Но старуха, услышав это, спокойно покивала головой.

– Это очень хорошо. – Тихо сказала она. – Это больше чем кто-либо, кого я знала. А как глубоко ты можешь нырнуть?

– Сейчас я плыл на три роста охотника. Но, здесь неглубоко, я могу и глубже. – Кайлу были приятны её вопросы и ему, как ребёнку захотелось, чтобы его похвалили ещё.

Старуха выронила палочку в огонь и с каким-то странным выражением смотрела на него.

– Три роста охотника, это больше пяти… – Она осеклась, задумчиво опустила глаза, затем подцепила пальцами из углей задымившуюся палочку, рассеянно повертела её в руках и бросила обратно в огонь. – Это очень хорошо. Ты настоящий феномен… – Она не договорила.

– Кто? – удивился Кайлу. – «Ви-намен»?

Старуха опять улыбнулась.

– Это на языке далёкой стороны означает охотника, который может делать то, чего не может делать никто другой. Плыть так далеко и глубоко, например. Или говорить на языке рыб.

– Это язык твоего народа? – Понимающе спросил Кайлу.

– Нет. – Нойха помотала головой. – Это язык другого народа. Я расскажу тебе об этом потом, когда ты придёшь в мою хижину. Ты узнаешь много нового и интересного. Тебе я могу рассказать. Но – берегись! О нашей встрече не должен знать никто. Ты меня понял? Никто, это значит – никто. Ни отец, ни мать, ни друзья. Никто. Даже рыбам не говори об этом!

Кайлу кивнул.

Старуха встала.

– Смотри. – Она показала ему на солнце. – Тебе пора возвращаться.

Кайлу тоже поднялся.

– А теперь слушай внимательно. Я расскажу тебе, как найти орех-ходук.

Глава 4. Стойбище

Отправляясь в путь к стойбищу, Кайлу шёл и думал о старухе Нойхе. Что же она хотела от него? Он шёл, смотрел в спины впереди идущим парням и девушкам стойбища, и удивлялся сам себе. Когда старуха была рядом и беседовала с ним, ему не казалось это чем-то странным.
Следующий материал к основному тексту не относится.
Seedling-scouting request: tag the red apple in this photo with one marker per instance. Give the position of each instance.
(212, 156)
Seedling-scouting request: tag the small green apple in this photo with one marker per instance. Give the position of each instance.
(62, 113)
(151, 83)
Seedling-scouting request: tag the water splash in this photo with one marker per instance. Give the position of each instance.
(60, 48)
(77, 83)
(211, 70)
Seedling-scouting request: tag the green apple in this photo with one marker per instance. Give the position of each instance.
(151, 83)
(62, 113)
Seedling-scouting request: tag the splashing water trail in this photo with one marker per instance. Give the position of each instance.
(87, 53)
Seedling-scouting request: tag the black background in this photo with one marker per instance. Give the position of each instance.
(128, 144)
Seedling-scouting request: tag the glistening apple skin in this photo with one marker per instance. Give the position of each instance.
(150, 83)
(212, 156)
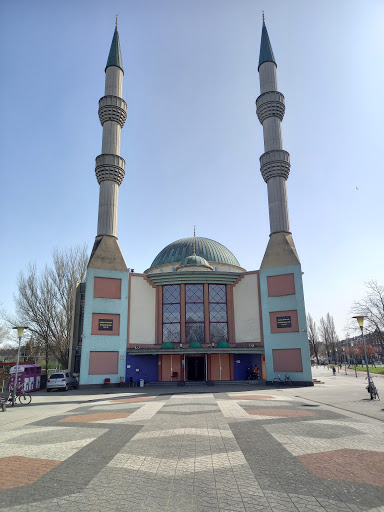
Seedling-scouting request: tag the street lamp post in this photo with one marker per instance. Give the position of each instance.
(20, 331)
(360, 321)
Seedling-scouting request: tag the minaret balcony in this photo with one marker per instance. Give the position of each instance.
(110, 168)
(270, 104)
(112, 108)
(275, 163)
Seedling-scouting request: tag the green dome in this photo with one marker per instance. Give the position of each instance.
(167, 344)
(195, 344)
(205, 247)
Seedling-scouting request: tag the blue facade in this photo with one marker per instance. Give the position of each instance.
(285, 340)
(102, 343)
(147, 366)
(244, 361)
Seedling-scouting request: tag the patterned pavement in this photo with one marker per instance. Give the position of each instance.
(235, 451)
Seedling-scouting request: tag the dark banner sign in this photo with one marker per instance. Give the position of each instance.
(283, 321)
(105, 325)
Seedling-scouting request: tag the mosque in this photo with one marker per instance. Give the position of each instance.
(196, 314)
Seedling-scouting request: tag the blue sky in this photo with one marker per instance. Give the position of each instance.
(192, 140)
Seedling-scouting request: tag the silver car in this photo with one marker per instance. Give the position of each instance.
(62, 380)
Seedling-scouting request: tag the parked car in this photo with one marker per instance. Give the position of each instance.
(62, 380)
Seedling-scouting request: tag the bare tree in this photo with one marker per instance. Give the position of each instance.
(44, 301)
(313, 337)
(372, 306)
(328, 335)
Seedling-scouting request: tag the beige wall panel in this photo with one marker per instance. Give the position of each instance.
(247, 310)
(142, 320)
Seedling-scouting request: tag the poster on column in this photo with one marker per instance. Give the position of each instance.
(283, 322)
(105, 325)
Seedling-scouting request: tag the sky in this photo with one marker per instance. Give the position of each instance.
(192, 140)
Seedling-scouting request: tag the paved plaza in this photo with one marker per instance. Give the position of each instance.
(233, 448)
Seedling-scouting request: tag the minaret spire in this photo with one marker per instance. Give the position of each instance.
(275, 161)
(110, 166)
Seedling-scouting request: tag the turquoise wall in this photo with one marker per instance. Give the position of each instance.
(285, 340)
(99, 342)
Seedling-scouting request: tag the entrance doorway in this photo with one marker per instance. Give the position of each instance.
(195, 367)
Он ощущал себя так, как будто они были давно знакомы и просто разговаривали и ели вместе, как молодые охотники на привале. Он раз за разом вспоминал, как она удивлялась, что он может так плавать, и ему было приятно. К восторженным возгласам и удивлению людей в стойбище он привык давно, и это его не волновало, за исключением Ллайны, разве что… Но Ллайна, это было другое дело, совсем другое дело. А вот старуха Нойха удивилась не так. Она отнеслась к его способностям серьёзно и с каким-то важным пониманием. Не как к мальчишке, а как к взрослому уважаемому охотнику. По-настоящему. Он поглядывал на Ллайну, идущую впереди и несущую за плечами скатанные и перехваченные ремнём, шкуры, и хотел, чтобы она обернулась и посмотрела на него. Иногда она мельком оглядывалась и тогда волна тепла поднималась из живота к сердцу.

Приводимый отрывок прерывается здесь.